A Mona non sanno ancora che la IX Legione del Legato Ceriale, inviata a soccorrere Macrone ma ridotta nei ranghi e senza i reparti migliori, è caduta in un’imboscata dei rivoltosi di Budicca, raccontata nelle prime pagine. Sulla strada per Londinium, Svetonio e Catone si accorgono nella fortezza di Canovium d’essere circondati da bande di Deceangli. Non possono perdere tempo: li affrontano in campo aperto e, grazie alla perizia del prefetto protagonista, la linea nemica viene sfondata, perdendo solo una cinquantina di uomini.
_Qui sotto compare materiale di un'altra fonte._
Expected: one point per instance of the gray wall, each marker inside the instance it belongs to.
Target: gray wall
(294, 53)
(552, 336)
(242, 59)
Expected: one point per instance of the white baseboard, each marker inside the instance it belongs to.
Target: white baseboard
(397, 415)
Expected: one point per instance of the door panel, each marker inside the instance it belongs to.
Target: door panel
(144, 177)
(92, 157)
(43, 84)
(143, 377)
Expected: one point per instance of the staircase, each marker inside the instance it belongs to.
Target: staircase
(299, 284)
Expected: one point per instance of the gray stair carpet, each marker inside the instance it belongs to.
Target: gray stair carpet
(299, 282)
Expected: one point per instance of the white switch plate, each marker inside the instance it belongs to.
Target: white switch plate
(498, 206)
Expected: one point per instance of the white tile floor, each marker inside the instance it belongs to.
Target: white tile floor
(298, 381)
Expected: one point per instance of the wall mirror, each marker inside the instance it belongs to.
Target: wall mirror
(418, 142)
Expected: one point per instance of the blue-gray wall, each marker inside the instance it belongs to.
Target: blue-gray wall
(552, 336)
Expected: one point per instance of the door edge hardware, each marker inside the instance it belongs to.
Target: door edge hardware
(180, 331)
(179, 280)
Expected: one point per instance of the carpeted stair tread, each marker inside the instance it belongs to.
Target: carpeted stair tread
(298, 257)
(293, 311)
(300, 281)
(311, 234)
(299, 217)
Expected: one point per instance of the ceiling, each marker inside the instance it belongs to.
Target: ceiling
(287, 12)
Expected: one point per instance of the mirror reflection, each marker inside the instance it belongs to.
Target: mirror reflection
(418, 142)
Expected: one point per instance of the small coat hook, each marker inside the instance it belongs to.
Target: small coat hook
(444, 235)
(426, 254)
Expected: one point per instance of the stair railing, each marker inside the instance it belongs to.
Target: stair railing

Ma la Britannia è in subbuglio.
Nel definire il quadro storico della rivolta di Budicca, Simon Scarrow fa presente che non poteva arrivare in un momento peggiore per i romani. La resistenza delle tribù celtiche durava da oltre diciassette anni e l’arroganza di certi amministratori, l’oltraggio alla regina e alle figlie, in aggiunta a un cattivo raccolto, portarono gli oppressi a insorgere, sfruttando la dispersione delle forze romane in Britannia.
Il governatore si trovava col grosso delle forze nella lontana isola di Mona (Anglesey), a eliminare gli ultimi druidi e seguaci. La IX Legione era a Lindum (Lincoln), ridotta a sei da dieci coorti, per rafforzare l’esercito di Svetonio. Nel sudovest, la II Legione di Isca Dumnoniorum (Exeter), in assenza del proprio legato, era sotto il comando di un prefetto di campo, che fallì disastrosamente. Peraltro, non era intervenuta a frenare sul nascere la ribellione, restando a guardare dalle mura della propria fortezza. La IX, al contrario, marciò in aiuto dei veterani della colonia militare di Camulodunum (Colchester), facendosi però sorprendere lungo il percorso. Solo il legato e la scorta a cavallo riuscirono a riparare in un forte. Cosa sarà stato di Macrone?
C’è una vera corsa verso Londinium. Il generale e Catone dubitano di arrivare prima dei rivoltosi, che hanno il vantaggio del numero, della conoscenza dei luoghi, della collaborazione tra le tribù ribelli. Messi tutti insieme, contano numeri ingentissimi. Al confronto, i romani sono in netta inferiorità, per quanto il loro addestramento e l’attitudine alle battaglie campali organizzate possa ridurre in parte il divario.
Se Budicca dovesse scegliere la guerriglia, eroderebbe le forze legionarie inesorabilmente. Svetonio Paolino ritiene di avere un’unica possibilità: affrontare i ribelli in campo aperto e contare sull’esperienza dei legionari, alcune file compatte contro oltre centomila avversari, sembra. Da far tremare le vene e i polsi.